PITÓN DERECHO Otro asunto. La Petatera, plaza de toros hecha anualmente con horcones, maderos y petates sufrió un atentado piro maniático. Se ubica en los terrenos de la feria de Villa de Álvarez, en Colima y es una afrenta a la tradición taurina del lugar, tal vez perpetrada por un consternado en proceso de enajenarse por el odio contra algo que no entiende.

 PITÓN IZQUIERDO Pensando en Quito, Ecuador: si al toro ya picado, banderillado y lidiado no se le da muerte de acuerdo a la usanza taurina, entonces es un virtual indulto insulso porque se le asigna la muerte de ganado de carne en las corraletas de la propia plaza, donde tuvo oportunidad de mostrar su bravura.
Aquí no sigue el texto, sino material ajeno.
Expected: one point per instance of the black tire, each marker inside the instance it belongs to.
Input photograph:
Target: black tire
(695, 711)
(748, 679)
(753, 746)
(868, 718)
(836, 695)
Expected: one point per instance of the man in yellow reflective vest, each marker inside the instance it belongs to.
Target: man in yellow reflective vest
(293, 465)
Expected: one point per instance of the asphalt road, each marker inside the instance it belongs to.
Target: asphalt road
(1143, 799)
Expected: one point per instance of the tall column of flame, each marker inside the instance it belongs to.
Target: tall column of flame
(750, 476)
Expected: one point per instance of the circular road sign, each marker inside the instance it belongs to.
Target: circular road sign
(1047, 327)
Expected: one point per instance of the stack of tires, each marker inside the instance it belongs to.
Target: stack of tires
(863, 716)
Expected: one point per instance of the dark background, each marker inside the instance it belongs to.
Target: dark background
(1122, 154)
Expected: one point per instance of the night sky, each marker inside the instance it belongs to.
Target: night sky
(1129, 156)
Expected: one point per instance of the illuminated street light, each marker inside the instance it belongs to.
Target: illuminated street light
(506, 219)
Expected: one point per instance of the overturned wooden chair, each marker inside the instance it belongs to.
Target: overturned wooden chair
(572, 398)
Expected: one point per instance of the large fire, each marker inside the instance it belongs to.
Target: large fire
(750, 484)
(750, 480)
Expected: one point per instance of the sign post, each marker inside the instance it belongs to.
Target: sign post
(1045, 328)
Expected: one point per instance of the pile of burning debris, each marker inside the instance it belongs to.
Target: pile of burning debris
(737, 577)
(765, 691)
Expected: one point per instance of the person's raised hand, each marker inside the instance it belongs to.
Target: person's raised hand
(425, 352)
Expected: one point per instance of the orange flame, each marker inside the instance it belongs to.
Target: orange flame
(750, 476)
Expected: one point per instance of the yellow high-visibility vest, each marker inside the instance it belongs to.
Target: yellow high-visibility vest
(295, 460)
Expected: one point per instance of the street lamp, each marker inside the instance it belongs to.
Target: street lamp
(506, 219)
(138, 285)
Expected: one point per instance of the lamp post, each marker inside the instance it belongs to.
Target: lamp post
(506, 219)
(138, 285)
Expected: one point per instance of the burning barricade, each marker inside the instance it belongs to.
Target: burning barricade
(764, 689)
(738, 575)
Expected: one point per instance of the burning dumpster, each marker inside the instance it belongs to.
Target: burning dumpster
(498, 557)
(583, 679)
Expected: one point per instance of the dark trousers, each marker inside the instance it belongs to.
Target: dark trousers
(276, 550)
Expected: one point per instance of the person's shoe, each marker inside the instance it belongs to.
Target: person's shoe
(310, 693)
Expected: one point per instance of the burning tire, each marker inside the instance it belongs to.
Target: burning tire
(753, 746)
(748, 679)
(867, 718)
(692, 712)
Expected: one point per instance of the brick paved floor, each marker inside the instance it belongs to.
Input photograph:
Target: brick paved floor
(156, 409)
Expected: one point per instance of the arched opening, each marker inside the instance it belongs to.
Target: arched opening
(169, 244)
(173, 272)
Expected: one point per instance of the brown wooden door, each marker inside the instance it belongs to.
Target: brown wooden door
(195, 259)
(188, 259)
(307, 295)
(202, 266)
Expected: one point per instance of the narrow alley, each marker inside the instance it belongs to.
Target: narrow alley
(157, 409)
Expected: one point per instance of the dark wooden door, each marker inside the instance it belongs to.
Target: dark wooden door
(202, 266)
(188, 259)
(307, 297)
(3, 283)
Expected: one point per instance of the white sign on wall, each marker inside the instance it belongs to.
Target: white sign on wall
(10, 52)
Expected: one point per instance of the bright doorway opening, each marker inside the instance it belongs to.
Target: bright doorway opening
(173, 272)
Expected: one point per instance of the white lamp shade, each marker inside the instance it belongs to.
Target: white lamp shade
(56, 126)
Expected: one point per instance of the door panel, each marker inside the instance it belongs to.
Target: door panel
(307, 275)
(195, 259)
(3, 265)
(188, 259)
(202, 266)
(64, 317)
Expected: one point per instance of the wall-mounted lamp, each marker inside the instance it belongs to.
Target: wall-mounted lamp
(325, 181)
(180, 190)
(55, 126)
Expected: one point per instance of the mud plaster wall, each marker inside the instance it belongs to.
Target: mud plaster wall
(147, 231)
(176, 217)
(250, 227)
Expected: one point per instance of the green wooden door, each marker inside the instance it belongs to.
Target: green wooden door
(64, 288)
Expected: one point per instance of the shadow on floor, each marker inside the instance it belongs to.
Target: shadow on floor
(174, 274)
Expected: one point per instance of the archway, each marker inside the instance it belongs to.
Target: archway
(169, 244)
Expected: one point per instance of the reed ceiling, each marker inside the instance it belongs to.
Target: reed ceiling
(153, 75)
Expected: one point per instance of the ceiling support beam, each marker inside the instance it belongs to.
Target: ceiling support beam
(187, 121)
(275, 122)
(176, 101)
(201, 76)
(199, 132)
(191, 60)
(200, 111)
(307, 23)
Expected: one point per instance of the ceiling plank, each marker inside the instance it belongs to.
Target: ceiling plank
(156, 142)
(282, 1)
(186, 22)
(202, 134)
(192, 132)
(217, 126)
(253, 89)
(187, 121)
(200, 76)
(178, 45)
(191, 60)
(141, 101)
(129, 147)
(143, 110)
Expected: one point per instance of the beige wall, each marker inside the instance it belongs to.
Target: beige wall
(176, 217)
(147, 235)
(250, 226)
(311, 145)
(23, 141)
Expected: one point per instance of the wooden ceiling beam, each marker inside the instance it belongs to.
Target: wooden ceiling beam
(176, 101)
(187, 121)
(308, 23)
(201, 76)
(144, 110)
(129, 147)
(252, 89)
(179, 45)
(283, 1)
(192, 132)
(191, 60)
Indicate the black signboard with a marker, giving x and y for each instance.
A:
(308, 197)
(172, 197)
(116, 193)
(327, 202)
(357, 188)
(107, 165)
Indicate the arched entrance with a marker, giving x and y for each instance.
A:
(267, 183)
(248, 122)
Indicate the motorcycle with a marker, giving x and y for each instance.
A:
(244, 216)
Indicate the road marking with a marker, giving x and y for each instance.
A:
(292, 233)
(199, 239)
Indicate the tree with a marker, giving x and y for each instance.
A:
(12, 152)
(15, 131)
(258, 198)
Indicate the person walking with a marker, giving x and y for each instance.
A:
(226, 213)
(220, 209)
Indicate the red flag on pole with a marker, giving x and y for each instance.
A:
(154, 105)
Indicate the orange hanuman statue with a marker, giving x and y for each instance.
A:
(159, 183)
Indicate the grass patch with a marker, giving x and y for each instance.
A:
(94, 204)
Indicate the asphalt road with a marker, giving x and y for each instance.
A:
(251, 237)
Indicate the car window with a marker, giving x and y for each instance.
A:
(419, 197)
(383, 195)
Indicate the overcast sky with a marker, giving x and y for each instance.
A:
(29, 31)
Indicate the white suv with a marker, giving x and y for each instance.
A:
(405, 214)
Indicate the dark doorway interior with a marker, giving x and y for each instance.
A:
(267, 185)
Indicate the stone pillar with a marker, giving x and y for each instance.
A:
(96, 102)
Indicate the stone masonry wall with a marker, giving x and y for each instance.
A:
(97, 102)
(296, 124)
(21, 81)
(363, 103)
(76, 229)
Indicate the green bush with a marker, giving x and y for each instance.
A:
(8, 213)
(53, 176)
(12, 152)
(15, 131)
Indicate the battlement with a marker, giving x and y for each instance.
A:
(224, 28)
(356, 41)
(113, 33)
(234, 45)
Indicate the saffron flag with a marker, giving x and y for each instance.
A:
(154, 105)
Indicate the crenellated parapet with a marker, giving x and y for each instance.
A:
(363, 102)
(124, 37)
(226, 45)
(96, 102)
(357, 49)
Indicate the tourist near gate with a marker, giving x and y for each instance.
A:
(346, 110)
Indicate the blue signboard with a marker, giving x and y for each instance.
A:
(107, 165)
PITÓN DERECHO ¿A quién le dan pan, que llore? Spínola cortó el rabo a un toro de regalo. ¿Se salieron de la plaza aquellos que son contrarios a la práctica del toro regalado, cada vez más frecuente? 

PITÓN IZQUIERDO Diáspora taurina de Ucrania, Bélgica, Países Bajos, Argentina, Chile, Alemania un saludo y a la vez una pregunta ¿Hay peñas taurinas en esos lares?